# Horse does not accept fly mask



## PineMountDakota (Jan 4, 2010)

Would you insist on putting a fly mask on a young horse who has not been properly desensitized to accept it? Or would you work with the horse for however long until he has accepted it before expecting the horse to wear it daily?

(This is kind of a rant...)
There is a 2 year old gelding at my barn who has a lot of holes in desensitizing and accepting new things, including something as simple as being rubbed on his left ear (right ear is fine). The owner bought him a fly mask (with ears) for the summer and has been putting it on him daily. I do self care with her and we take care of each other's horses once a day each. I usually do the evenings so I am not usually the one putting it on him, only taking it off. So a few days had gone by with him wearing the mask before I had a morning when I finally had to put it on him. I was expecting him to be an expert. Well, he is horrible!!! I had to basically back him into the corner of his stall, put it on his neck, and then slide it forward over his face where he continued to fight himself when it was on. I could not believe that anyone had been putting this mask on him all these days! It took me 10 patient minutes with him to finally get it on like that but he had no trust in me and wanted nothing to do with that thing going on his face.

I decided to tell the owner that I would not be putting his fly mask on until he would stand properly, accept it going on, and that I would work with him on it. I spent 3 10-20min sessions to get him desensitized to a plastic bag at the end of a whip and now he is good with that all over his face and body. He is also better with his left ear. He is still only about 85% accepting of the fly mask though. I can rub it all over him for the most part but when it goes in front of his face he raises his head, steps back or sideways, completely tries to evade it still. Once before he had ran over the top of his owner when she was trying to put it on him so he is improving.

I use the advance/retreat method and only push him as far as I know he can be successful. If he moves then as soon as he stops moving I take the pressure off, etc, and I have had a lot of practice with this where as the owner hasn't and he is doing fantastic! His response is textbook but I know that it is still going to take time and I am ok with that. This horse is so smart and proved that to me with the plastic bag and he will be fine with the fly mask eventually but he is just not ready YET. She calls him a little S*** all the time when really I think he is just misunderstood quite a bit for a young horse. First time horse owner/young horse=ugh. 

Bottom line WHY I am writing this is because the owner put the fly mask on this morning. This just frustrates me. I KNOW that he put up his usual fight and resistance but she put it on anyway. I think if it just keeps going like that he is just going to keep resisting and he is always going to have zero confidence and be a PITA to put a fly mask on. Not to mention all the confidence I have been building with him to accept it is being broken when it is forced onto him anyway.

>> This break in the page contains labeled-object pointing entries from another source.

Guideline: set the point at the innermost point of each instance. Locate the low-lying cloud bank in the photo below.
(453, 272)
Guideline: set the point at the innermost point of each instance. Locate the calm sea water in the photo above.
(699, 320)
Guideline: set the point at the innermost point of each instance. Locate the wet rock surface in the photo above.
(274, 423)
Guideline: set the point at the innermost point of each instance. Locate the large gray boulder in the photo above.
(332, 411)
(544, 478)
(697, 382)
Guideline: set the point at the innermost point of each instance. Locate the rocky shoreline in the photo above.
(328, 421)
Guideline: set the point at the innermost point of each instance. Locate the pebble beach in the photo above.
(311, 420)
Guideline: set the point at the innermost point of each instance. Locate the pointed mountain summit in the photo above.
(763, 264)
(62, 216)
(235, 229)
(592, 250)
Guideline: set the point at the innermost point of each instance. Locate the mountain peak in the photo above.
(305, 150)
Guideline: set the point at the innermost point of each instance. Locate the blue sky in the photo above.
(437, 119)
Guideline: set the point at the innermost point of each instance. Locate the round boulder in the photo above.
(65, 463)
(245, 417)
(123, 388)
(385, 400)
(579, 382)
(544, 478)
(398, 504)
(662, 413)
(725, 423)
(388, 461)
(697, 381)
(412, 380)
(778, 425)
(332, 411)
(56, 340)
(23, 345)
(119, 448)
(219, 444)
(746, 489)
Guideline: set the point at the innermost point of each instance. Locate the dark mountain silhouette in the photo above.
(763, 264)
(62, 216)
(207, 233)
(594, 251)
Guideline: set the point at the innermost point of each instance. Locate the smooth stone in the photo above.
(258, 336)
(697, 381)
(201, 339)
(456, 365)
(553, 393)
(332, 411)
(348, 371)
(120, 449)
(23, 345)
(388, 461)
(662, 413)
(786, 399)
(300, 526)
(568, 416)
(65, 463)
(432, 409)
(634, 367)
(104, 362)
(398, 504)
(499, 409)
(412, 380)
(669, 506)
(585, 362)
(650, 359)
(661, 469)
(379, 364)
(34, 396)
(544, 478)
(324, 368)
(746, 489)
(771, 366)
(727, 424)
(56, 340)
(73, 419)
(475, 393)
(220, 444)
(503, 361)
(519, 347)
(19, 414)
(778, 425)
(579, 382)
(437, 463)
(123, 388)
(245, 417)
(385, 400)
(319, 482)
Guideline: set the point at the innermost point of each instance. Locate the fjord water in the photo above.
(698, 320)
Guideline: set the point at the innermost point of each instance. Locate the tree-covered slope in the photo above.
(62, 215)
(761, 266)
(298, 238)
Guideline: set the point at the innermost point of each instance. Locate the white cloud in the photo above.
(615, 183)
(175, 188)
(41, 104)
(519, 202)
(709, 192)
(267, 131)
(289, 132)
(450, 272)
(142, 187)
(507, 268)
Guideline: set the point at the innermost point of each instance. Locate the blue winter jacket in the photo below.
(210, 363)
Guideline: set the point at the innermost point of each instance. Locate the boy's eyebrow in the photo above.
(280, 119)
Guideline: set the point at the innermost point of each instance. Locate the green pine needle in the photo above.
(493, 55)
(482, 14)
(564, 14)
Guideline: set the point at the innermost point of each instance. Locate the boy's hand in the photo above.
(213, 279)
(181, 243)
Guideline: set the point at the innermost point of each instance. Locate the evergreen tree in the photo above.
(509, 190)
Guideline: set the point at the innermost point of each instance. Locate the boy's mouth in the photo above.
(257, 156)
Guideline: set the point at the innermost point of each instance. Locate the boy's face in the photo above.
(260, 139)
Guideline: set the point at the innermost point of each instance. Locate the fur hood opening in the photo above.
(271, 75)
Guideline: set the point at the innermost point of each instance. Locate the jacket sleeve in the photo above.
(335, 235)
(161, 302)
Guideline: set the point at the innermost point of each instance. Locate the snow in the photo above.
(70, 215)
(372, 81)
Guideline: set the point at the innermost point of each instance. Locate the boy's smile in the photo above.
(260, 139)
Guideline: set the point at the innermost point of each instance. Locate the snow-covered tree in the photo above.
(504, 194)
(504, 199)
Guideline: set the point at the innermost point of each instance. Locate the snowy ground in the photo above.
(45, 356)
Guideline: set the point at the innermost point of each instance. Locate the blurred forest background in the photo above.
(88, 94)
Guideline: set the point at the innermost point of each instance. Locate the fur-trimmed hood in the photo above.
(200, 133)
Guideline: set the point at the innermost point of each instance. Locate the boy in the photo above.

*sigh* Not my horse but I hate seeing decisions made that are not in the best interest of the horse. I guarantee you that horse could care less about wearing a fly mask and that it is only for the owner's own comfort knowing that her horse has a fly mask on. It is not worth it to me!! I would rather teach him something valuable.
_Posted via Mobile Device_


----------



## DraftyAiresMum (Jun 1, 2011)

My gelding was very similar when he was 2. Had never even seen a fly mask, much less worn one. He fought it at first (all sorts of fun with a 15+hh draft cross), but after a few sessions, he realized that it wasn't going to eat him. His biggest hurdle? The sound of the Velcro. He HATED it at first. 

What I did was I would put it on by gently sliding it up his face while rubbing his face with the hand holding the fly mask. The fly mask would be spread, so it could go over his eyes as it should. I would slide it up until I could feel him tense up, then I'd hold it there and talk to him while scratching his forehead with the hand holding the fly mask. It took two or three sessions, but now he couldn't care less about the fly mask. 

I don't think fly masks are useless. And desensitizing him to them is not a useless endeavor. It will teach him that he can't always win and that not everything is going to eat him.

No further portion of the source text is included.